Practical rule: If you can’t restate the clause and the suggested change in plain English—what it means, what it changes, and what risk it affects—don’t apply it yet.


FAQ

Can AI replace a lawyer for contract review?

No. AI is great for speeding up first-pass review—summaries, spotting unusual clauses, and drafting alternative wording—but it cannot guarantee legal compliance, enforceability, or jurisdiction-specific accuracy. Use AI as an assistant, and keep human/legal judgment for final decisions and high-stakes clauses.

Is it safe to paste a contract into an AI tool?

It depends on your confidentiality requirements and the tool’s policy. If the contract is sensitive, use a safer approach: (1) paste only the clause you’re reviewing (not the whole document), (2) redact identifiers (names, addresses, account numbers, pricing, personal data), (3) avoid including attachments or schedules unless needed, and (4) keep a clean audit trail in Word with Track Changes so you can validate every change you apply.

What clauses should I review first?

Start with the clauses that usually carry the most risk or negotiation impact: limitation of liability, indemnity, termination, renewal, confidentiality, IP ownership, and data/security. If you’re short on time, prioritize liability + indemnity + termination first.

Why can the manual copy-paste method miss issues?

Because the review is fragmented. When you paste sections in chunks, it’s easier to miss cross-references, defined terms, and exceptions that appear elsewhere. AI may also misread context if it doesn’t “see” the related definitions or carve-outs. Always verify any suggestion against the original contract text before applying it.

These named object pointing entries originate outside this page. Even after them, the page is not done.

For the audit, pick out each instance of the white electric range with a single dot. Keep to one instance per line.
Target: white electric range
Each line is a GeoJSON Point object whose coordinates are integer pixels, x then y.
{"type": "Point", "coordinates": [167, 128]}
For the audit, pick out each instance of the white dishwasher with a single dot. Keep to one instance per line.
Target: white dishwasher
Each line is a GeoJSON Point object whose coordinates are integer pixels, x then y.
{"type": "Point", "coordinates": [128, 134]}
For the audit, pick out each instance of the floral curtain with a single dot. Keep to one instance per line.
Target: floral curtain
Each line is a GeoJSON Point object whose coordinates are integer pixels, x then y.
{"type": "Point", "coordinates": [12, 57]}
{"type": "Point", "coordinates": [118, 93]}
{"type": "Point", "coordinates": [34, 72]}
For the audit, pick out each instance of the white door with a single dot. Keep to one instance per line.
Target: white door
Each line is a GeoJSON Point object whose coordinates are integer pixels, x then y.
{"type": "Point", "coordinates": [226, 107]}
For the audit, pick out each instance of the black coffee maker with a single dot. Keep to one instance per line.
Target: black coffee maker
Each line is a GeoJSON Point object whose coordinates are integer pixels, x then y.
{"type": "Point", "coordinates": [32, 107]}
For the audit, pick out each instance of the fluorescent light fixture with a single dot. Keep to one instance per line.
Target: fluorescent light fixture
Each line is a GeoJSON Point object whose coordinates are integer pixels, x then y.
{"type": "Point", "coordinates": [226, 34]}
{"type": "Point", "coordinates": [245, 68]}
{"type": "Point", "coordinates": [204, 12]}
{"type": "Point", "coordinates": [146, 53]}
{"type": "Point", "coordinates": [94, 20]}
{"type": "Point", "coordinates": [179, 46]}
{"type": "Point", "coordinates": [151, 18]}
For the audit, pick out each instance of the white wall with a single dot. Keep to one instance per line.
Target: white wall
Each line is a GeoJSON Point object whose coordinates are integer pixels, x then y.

How do I get better results with the manual method?

Keep the workflow disciplined: (1) review section-by-section, (2) require the AI to quote the exact clause it is commenting on, (3) use a Clause Checklist to avoid blind spots, and (4) ask for two rewrites—one conservative and one stronger—so you can choose based on your negotiation position.

When is Kutools a better choice than manual copy-paste?

If you review contracts frequently in Word, Kutools is usually a better fit because it reduces manual steps and context switching. You can review in-document with risk underlines and handle suggestions using Insert, Replace, or Dismiss—a faster, more consistent workflow than copy-paste prompting.